Valentine's Day has for decades been one of the busiest nights in the restaurant industry. But taking one's romantic interest out for dinner isn't the only way to express love or desire, and besides, what do you do when you get home again? Simple: Eat candy. What kind? That depends on what you're trying to say to the object of your seduction.
If You Really Love Me, You'll Accept All My Flaws
Little Debbie "Be My Valentine" iced brownies
Supermarkets, convenience stores, gas stations ($1.79)
Some people might be insulted to be handed a gift of a long rectangular box of Little Debbie's seasonal iced brownies. After all, a package of five cellophane-wrapped delicacies costs less than most Valentine's Day cards, and they don't taste very good, even by the bargain-rack bakery's usual standards. The blood-red frosting is super-sugary, and the brownie is the thickness of a copy of Soap Opera Digest, with a similar mouth feel. But the meaning is in the shape, not the flavor. They're supposed to look like hearts but appear to have been trimmed by a 5-year-old with a pair of plastic safety scissors. Why not take a cue from Debbie and remember that love is all about looking past imperfection. And cheapness, sometimes.

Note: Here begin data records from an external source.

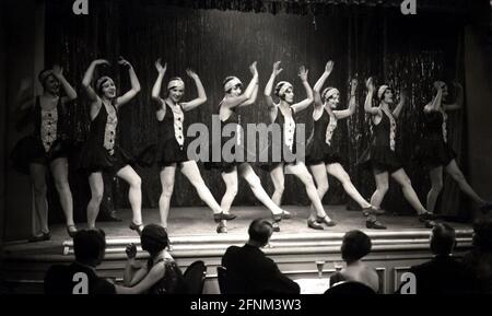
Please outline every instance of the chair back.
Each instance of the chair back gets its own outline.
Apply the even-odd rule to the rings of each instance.
[[[184,278],[189,294],[201,294],[203,291],[204,279],[207,277],[207,267],[203,261],[192,262],[185,271]]]
[[[325,292],[325,294],[330,296],[344,296],[344,295],[364,296],[364,295],[375,295],[376,292],[374,292],[373,289],[361,282],[349,281],[337,283],[336,285],[328,289]]]
[[[246,284],[243,278],[227,271],[225,267],[216,267],[216,276],[219,279],[219,289],[222,294],[245,294],[247,293]]]

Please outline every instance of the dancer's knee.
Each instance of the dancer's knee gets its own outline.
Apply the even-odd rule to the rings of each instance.
[[[46,197],[46,194],[48,192],[48,187],[45,183],[34,184],[33,188],[36,197]]]

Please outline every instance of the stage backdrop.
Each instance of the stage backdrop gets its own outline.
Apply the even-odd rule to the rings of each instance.
[[[89,107],[81,80],[91,60],[96,58],[112,62],[110,68],[101,70],[96,75],[113,75],[120,92],[129,87],[129,80],[127,71],[117,66],[118,56],[124,56],[133,65],[141,82],[140,94],[120,112],[120,139],[122,145],[133,153],[156,140],[151,89],[157,74],[154,68],[157,58],[167,62],[165,82],[175,75],[185,80],[185,100],[196,96],[196,89],[185,70],[189,67],[198,72],[208,102],[187,113],[186,122],[200,121],[209,126],[210,116],[216,113],[223,97],[223,79],[237,75],[243,82],[248,82],[250,62],[258,61],[260,91],[255,105],[242,108],[242,118],[246,122],[267,122],[262,91],[274,61],[281,60],[284,69],[278,80],[293,82],[295,98],[301,100],[305,95],[296,75],[298,67],[306,66],[309,83],[314,85],[326,61],[332,59],[335,70],[327,84],[340,89],[341,106],[348,103],[350,78],[360,80],[356,114],[340,121],[336,139],[355,186],[366,198],[375,188],[372,174],[355,165],[371,137],[370,117],[364,114],[363,104],[364,80],[373,75],[377,84],[389,83],[397,91],[405,89],[408,92],[409,103],[398,120],[397,145],[405,157],[407,173],[422,202],[425,202],[429,177],[422,166],[411,161],[411,155],[421,139],[422,108],[432,97],[432,82],[436,79],[460,80],[462,77],[460,47],[465,16],[438,10],[405,16],[398,8],[362,4],[324,5],[323,10],[316,7],[318,10],[311,12],[306,10],[308,7],[295,10],[296,7],[291,5],[285,7],[289,8],[286,14],[278,12],[282,5],[273,5],[274,2],[293,1],[265,1],[268,5],[261,4],[262,1],[245,1],[250,7],[241,8],[238,1],[231,1],[235,3],[231,5],[236,5],[232,9],[241,11],[213,10],[224,9],[220,4],[230,1],[175,1],[185,3],[180,7],[164,4],[164,1],[91,1],[90,14],[75,16],[71,13],[71,2],[47,1],[46,65],[60,62],[79,92],[80,97],[70,110],[73,137],[79,141],[85,139],[89,129]],[[208,3],[207,10],[194,8],[201,2]],[[452,115],[449,121],[453,144],[461,162],[466,156],[462,113]],[[312,128],[311,117],[309,108],[298,118],[298,122],[306,124],[308,131]],[[209,188],[220,200],[224,192],[220,174],[201,169]],[[138,172],[143,180],[144,207],[156,207],[161,194],[157,168],[138,168]],[[269,176],[259,169],[257,172],[271,194],[273,187]],[[294,176],[286,176],[285,179],[283,202],[307,204],[303,185]],[[89,191],[86,187],[83,190],[77,187],[84,184],[83,177],[72,172],[72,183],[75,186],[73,191],[79,195],[75,197],[78,212],[84,212]],[[122,183],[118,185],[120,207],[128,206],[126,189]],[[173,206],[203,204],[179,173],[174,191]],[[80,196],[82,192],[84,197]],[[446,182],[442,195],[445,201],[443,213],[459,214],[459,195],[456,192],[456,186]],[[324,202],[349,202],[349,209],[356,209],[333,178],[330,178],[330,190]],[[242,180],[235,204],[255,203],[256,199]],[[397,213],[412,212],[396,185],[391,186],[384,208]]]

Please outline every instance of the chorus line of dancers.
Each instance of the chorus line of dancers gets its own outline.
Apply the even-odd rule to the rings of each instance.
[[[92,61],[85,72],[82,86],[90,101],[91,129],[81,154],[74,163],[77,163],[77,169],[87,175],[91,187],[91,200],[87,204],[89,229],[95,229],[96,225],[104,192],[102,176],[104,172],[118,176],[129,185],[128,199],[132,210],[132,220],[129,227],[141,234],[143,229],[141,178],[131,166],[136,163],[136,159],[119,147],[117,139],[117,130],[120,128],[118,121],[119,108],[133,100],[140,92],[141,86],[130,62],[120,58],[118,63],[128,69],[131,82],[131,89],[119,96],[116,94],[117,89],[112,78],[104,75],[94,80],[94,72],[97,67],[110,66],[107,60]],[[305,186],[307,197],[311,200],[307,226],[313,230],[324,230],[325,226],[330,227],[337,224],[327,214],[321,203],[329,187],[328,174],[340,180],[345,192],[360,204],[367,229],[386,229],[377,215],[384,213],[380,204],[388,190],[389,176],[401,186],[405,199],[415,210],[419,221],[425,227],[432,227],[435,224],[434,208],[443,189],[444,171],[458,183],[459,188],[466,195],[479,204],[482,211],[492,209],[492,203],[482,199],[465,179],[456,163],[456,153],[448,142],[446,112],[459,109],[462,105],[462,87],[459,84],[456,85],[457,101],[452,103],[448,100],[449,94],[446,83],[435,81],[433,98],[423,107],[425,114],[425,120],[423,121],[424,139],[419,147],[418,157],[429,167],[432,184],[426,207],[424,207],[420,202],[396,152],[397,119],[406,104],[405,93],[400,93],[400,100],[395,106],[395,91],[386,84],[376,90],[373,79],[367,79],[364,110],[371,115],[373,134],[367,150],[359,160],[361,165],[371,166],[376,182],[376,190],[371,200],[367,201],[354,187],[349,174],[343,168],[341,164],[343,159],[336,150],[336,138],[333,138],[338,121],[352,116],[356,110],[358,80],[351,80],[348,107],[339,108],[340,91],[333,86],[323,89],[333,70],[333,62],[328,61],[326,63],[325,71],[314,89],[311,87],[307,80],[308,71],[301,67],[298,78],[306,96],[295,102],[293,84],[289,81],[277,82],[279,74],[282,72],[280,61],[277,61],[273,63],[270,79],[263,91],[270,124],[279,125],[282,131],[282,153],[295,155],[297,144],[304,141],[297,139],[296,115],[313,106],[314,129],[306,143],[306,163],[288,161],[285,160],[286,154],[282,154],[279,162],[271,161],[259,164],[261,169],[270,174],[273,183],[274,192],[271,197],[263,189],[260,178],[250,163],[245,160],[236,159],[233,162],[206,163],[206,168],[221,172],[225,184],[225,192],[219,203],[203,182],[197,162],[187,156],[188,142],[184,126],[185,114],[207,102],[203,84],[199,75],[188,69],[186,73],[194,80],[198,96],[188,102],[183,101],[185,83],[179,77],[171,78],[166,85],[166,94],[163,96],[161,90],[166,73],[166,65],[162,65],[161,60],[157,60],[155,69],[157,79],[152,89],[152,100],[155,103],[155,115],[159,121],[159,142],[147,150],[140,160],[145,165],[156,164],[160,166],[162,184],[162,194],[159,200],[160,224],[166,230],[176,168],[179,168],[195,187],[200,199],[212,210],[213,220],[218,223],[218,233],[226,233],[227,221],[236,218],[230,213],[230,210],[237,195],[239,175],[246,179],[255,197],[270,210],[277,232],[280,231],[282,220],[292,218],[292,214],[281,207],[286,172],[295,175]],[[256,62],[249,66],[249,70],[251,79],[246,87],[237,77],[227,77],[223,81],[224,97],[220,102],[216,113],[221,120],[221,128],[231,124],[239,126],[241,108],[257,103],[259,83]],[[19,171],[30,174],[34,188],[35,214],[40,223],[40,232],[35,234],[31,239],[32,242],[50,238],[46,200],[46,173],[49,171],[55,179],[55,186],[66,216],[67,233],[73,236],[77,232],[73,222],[72,194],[68,182],[68,156],[72,150],[72,143],[68,137],[67,107],[70,106],[71,101],[78,97],[78,94],[63,77],[63,71],[59,66],[43,70],[38,80],[44,89],[43,94],[34,98],[22,98],[22,94],[20,94],[20,102],[16,107],[19,126],[34,126],[34,131],[28,137],[21,139],[12,152],[14,166]],[[222,137],[221,144],[224,145],[231,138]],[[234,150],[246,151],[246,147],[239,143]],[[247,156],[247,154],[244,156]]]

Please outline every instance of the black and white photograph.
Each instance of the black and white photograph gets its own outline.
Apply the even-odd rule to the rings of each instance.
[[[5,0],[0,119],[0,295],[492,294],[492,1]]]

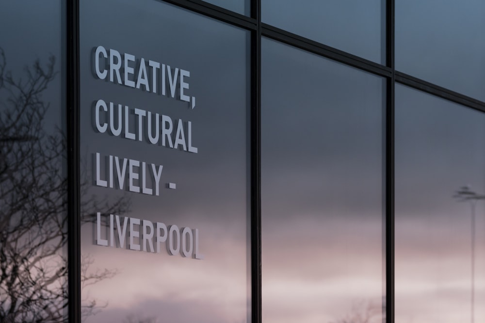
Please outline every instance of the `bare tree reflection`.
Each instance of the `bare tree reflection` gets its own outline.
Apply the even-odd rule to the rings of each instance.
[[[363,301],[354,304],[345,316],[331,323],[382,323],[386,322],[385,312],[385,305]]]
[[[57,76],[55,65],[54,56],[45,66],[37,61],[16,78],[0,48],[0,322],[66,320],[65,140],[60,129],[46,130],[49,103],[43,98]],[[129,203],[87,200],[84,221],[95,210],[122,213]],[[91,263],[82,265],[85,285],[113,274],[88,274]],[[96,307],[87,302],[83,314]]]

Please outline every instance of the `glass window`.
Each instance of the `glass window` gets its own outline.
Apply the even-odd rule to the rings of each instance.
[[[0,3],[1,322],[67,318],[65,9]]]
[[[205,1],[241,15],[249,15],[251,10],[250,0],[205,0]]]
[[[268,39],[261,59],[263,321],[381,322],[384,80]]]
[[[84,322],[247,322],[249,33],[80,10]]]
[[[396,1],[396,68],[485,101],[485,2]]]
[[[485,115],[396,99],[396,322],[485,322]]]
[[[385,62],[385,1],[261,0],[263,22]]]

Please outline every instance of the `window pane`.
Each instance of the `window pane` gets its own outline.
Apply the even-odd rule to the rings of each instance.
[[[241,15],[249,15],[250,12],[250,0],[204,0],[206,2],[215,4]]]
[[[485,115],[396,98],[396,322],[485,322]]]
[[[0,322],[67,322],[64,1],[0,3]]]
[[[485,100],[485,2],[396,1],[396,68]]]
[[[84,322],[247,322],[248,33],[158,1],[81,5],[81,261],[101,278]]]
[[[261,17],[263,22],[383,63],[385,2],[261,0]]]
[[[384,81],[262,49],[263,321],[381,322]]]

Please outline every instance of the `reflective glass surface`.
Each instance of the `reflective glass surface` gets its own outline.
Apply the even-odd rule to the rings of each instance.
[[[268,39],[261,58],[263,322],[382,322],[384,81]]]
[[[485,322],[485,115],[396,99],[396,322]]]
[[[0,3],[0,322],[67,322],[63,2]]]
[[[249,15],[250,12],[250,0],[204,0],[206,2],[215,4],[241,15]]]
[[[80,16],[83,322],[248,322],[248,33],[151,0]]]
[[[396,68],[485,101],[485,2],[396,1]]]
[[[383,0],[261,0],[262,22],[384,63],[386,1]]]

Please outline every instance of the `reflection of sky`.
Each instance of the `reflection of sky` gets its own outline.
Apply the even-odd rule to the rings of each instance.
[[[485,192],[480,112],[396,87],[396,322],[470,319],[470,185]],[[485,320],[485,205],[477,202],[475,322]]]
[[[482,0],[396,1],[396,68],[483,101],[484,29]]]
[[[54,0],[0,3],[0,31],[1,31],[0,48],[5,54],[6,63],[5,72],[6,75],[12,76],[16,84],[21,84],[20,87],[24,92],[27,91],[32,82],[27,69],[32,71],[32,66],[36,61],[38,61],[42,68],[47,70],[49,58],[53,56],[55,59],[54,70],[61,72],[64,63],[61,62],[63,55],[61,2],[58,0]],[[45,135],[46,137],[60,138],[61,134],[58,129],[63,127],[64,116],[62,109],[64,89],[62,86],[64,82],[62,77],[60,73],[58,74],[39,93],[39,99],[46,107],[48,107],[42,120],[40,116],[36,115],[37,110],[33,108],[32,110],[36,113],[32,115],[35,116],[36,119],[32,121],[27,120],[26,115],[28,113],[25,112],[23,115],[18,113],[20,108],[24,108],[21,105],[17,107],[16,110],[14,110],[15,106],[10,99],[15,97],[24,98],[19,91],[14,89],[11,93],[5,88],[0,89],[0,118],[6,122],[8,120],[6,117],[8,115],[7,111],[13,112],[10,117],[15,119],[18,115],[20,118],[17,120],[17,125],[22,126],[16,128],[18,132],[16,130],[13,131],[11,129],[4,128],[0,129],[0,133],[6,133],[14,137],[36,133],[39,136]],[[22,94],[26,94],[25,92]],[[23,101],[22,104],[26,101],[32,102],[31,100],[28,99]],[[18,103],[19,101],[14,100],[14,102]],[[26,109],[29,110],[33,108],[32,106],[27,106]],[[35,133],[34,129],[37,126],[41,130],[38,133]],[[0,135],[0,141],[5,139],[1,137]],[[47,139],[44,137],[35,143],[38,143],[40,149],[46,150],[46,154],[49,154],[51,151],[49,150],[49,145],[46,144],[47,141]],[[3,267],[5,260],[2,260],[2,273],[6,273],[8,276],[8,279],[2,279],[0,306],[2,310],[8,310],[11,305],[9,301],[15,302],[16,305],[13,307],[15,312],[10,319],[6,319],[8,321],[11,320],[11,322],[14,320],[20,322],[18,320],[22,319],[20,318],[22,314],[29,312],[37,315],[37,320],[42,320],[42,318],[46,319],[47,317],[57,315],[62,318],[66,313],[63,313],[62,309],[58,311],[55,308],[58,307],[62,309],[65,301],[63,296],[66,291],[62,289],[66,286],[67,277],[63,275],[61,270],[62,267],[65,268],[66,265],[61,258],[63,256],[65,257],[65,254],[63,253],[65,250],[62,246],[59,247],[58,244],[61,241],[60,235],[65,234],[66,231],[65,228],[59,226],[59,222],[65,218],[66,215],[55,212],[64,208],[61,206],[62,202],[56,199],[65,191],[64,189],[62,191],[54,190],[53,188],[54,185],[58,185],[56,180],[62,178],[61,176],[58,177],[57,175],[65,171],[62,168],[58,169],[58,166],[62,165],[62,156],[54,155],[46,164],[39,165],[41,161],[44,160],[42,156],[37,154],[40,150],[30,150],[28,152],[22,150],[26,147],[36,148],[32,142],[21,142],[18,145],[14,144],[12,146],[5,142],[0,143],[1,146],[0,150],[2,152],[0,154],[0,163],[3,164],[6,160],[7,162],[12,162],[9,165],[12,169],[7,168],[6,172],[5,169],[0,170],[2,173],[0,180],[1,189],[0,195],[2,198],[0,200],[1,208],[0,236],[5,243],[3,246],[0,243],[0,251],[3,256],[6,257],[4,259],[7,260],[6,268]],[[31,144],[32,146],[30,145]],[[12,150],[7,151],[7,147],[11,148]],[[6,156],[2,154],[4,153],[6,153]],[[48,159],[46,156],[43,157],[45,160]],[[14,165],[14,161],[18,164]],[[19,168],[18,172],[6,176],[7,172],[12,171],[11,169],[16,169],[17,167]],[[58,170],[59,173],[46,174],[45,171],[48,169]],[[47,176],[52,179],[53,183],[46,180],[45,177]],[[16,187],[21,187],[21,194],[18,194],[19,190],[11,189],[12,185],[18,183],[23,184]],[[26,196],[24,196],[24,195]],[[62,195],[61,197],[64,199]],[[20,207],[18,207],[19,204],[22,204]],[[7,213],[8,212],[10,213]],[[24,229],[26,230],[24,231]],[[15,231],[7,233],[9,230]],[[48,256],[50,252],[52,254]],[[13,257],[16,256],[17,257],[16,260],[18,265],[17,270],[20,272],[18,275],[15,273],[15,270],[13,267],[15,265],[12,261]],[[27,274],[27,271],[30,274]],[[28,275],[30,275],[31,279],[35,280],[34,283],[37,285],[32,285],[31,282],[27,281],[27,277],[29,277]],[[9,292],[7,294],[7,291],[10,288],[18,289],[13,291],[12,294],[9,294]],[[56,296],[56,292],[59,293],[58,296]],[[18,298],[16,300],[14,299],[15,293],[18,293],[16,296]],[[46,297],[48,295],[52,298],[48,300],[48,297]],[[23,308],[26,305],[29,308]],[[3,318],[5,319],[5,317]],[[29,319],[25,317],[23,321]],[[32,319],[30,318],[30,319]]]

I'm Hoping to Rekindle What We Lost After the State Fair
Rocky Mountain Chocolate Factory ($3.50)
Union Station, 30 West Pershing, 816-421-2571
A crisp Granny Smith apple gives this confection on a stick the crunch and tartness it needs to stand up to the sweet, filling-extracting power of the caramel stuck to it. Don't worry, though — they spray it with Pam first, ensuring that the product doesn't stick to the waxed-paper wrapping if you get it to go. It doesn't affect the taste, but don't watch. As in relationships, some illusions must be preserved.
Who Loves His Little Bunnykins?
Personalized chocolate-covered fudge hearts
Laura Little's Candies ($6.99 for 4-ounce heart, $11.99 for 8-ounce heart)
2100 West 75th Street, Prairie Village, 913-722-2226
Let's be real: If you really want to make an impression with a personalized Valentine's Day gift, you should think of an engraved piece of jewelry or a monogrammed cashmere sweater. But if that's simply not in the budget, the venerable Laura Little's confectionery shop sells chocolate-enrobed hearts made of fudge, truffles, or peanut butter and crispy rice treats. For no additional charge, the staffers use pastel frosting to write a name or a lovey-dovey message on the heart, or a very personal nickname or an amorous request — even naughty and highly suggestive instructions. If you can ask for it with a straight face, they'll accommodate you.
You Know You're My No. 1 Mistress, Right?
Mini chocolate-heart box
Godiva Chocolatier ($6)
Oak Park Mall, 11487 West 95th Street
Overland Park, 913-888-8344
Here's proof that not all heart-shaped boxes of chocolate are created equally. It's also proof of the dent that Godiva's boxes can make in your wallet. The heart-shaped chocolates from the heart-shaped box are silky, sure. But the brand name stamped into the candy is why you're really buying these.
I Just Want to Get Into Your Pants, OK?
Chocolate boxers or corsets
Annedore's Fine Chocolates ($2.95)
5006 State Line, Westwood Hills, 913-831-0302
Love may be a many-splendored thing, but sometimes sex is a more urgent priority. Sheri Weedman, the owner of Annedore's, knows what you need. She offers a lusty array of aphrodisiac confections: chocolate-covered strawberries, chocolate-covered candied ginger, port-wine truffles, a dark-chocolate bark made with sea salt and Sicilian orange peel. If that's too subtle, though, there's always a pair of chocolate boxer shorts or a chocolate corset. "They're a little racy for Annedore's," Weedman admits. That means they're just right for us.
Let's Get Sticky, Messy and Wildly Erotic
Sifers Valomilk Candy Co. ($1.45-$3)
5112 Merriam Drive, Merriam
Available throughout the metro
There's something almost pornographic about the sight of an attractive man or a sexy woman biting into a Valomilk. It's the only candy bar in the world that spurts out a deliciously sticky, white-marshmallow-cream filling. It does for chocolate what Annette Haven did for the adult-film industry in the 1970s and '80s. Candy entrepreneur Russell Sifers, who continues to produce the famous bar introduced in 1931 by his grandfather, Harry, says part of the attraction is that Valomilk — which sold for a nickel during the Depression — is now one of the more costly confections in the United States. "You can find them for $1.45 at some of the Hen House stores," Sifers says, "and they retail for $3 each in Chicago." The candy is sold throughout the area, but Sifers has fans who insist on stopping by his factory and buying cases of it. "One Valentine's Day, a man came by my office and said his wife didn't want diamonds, just Valomilk."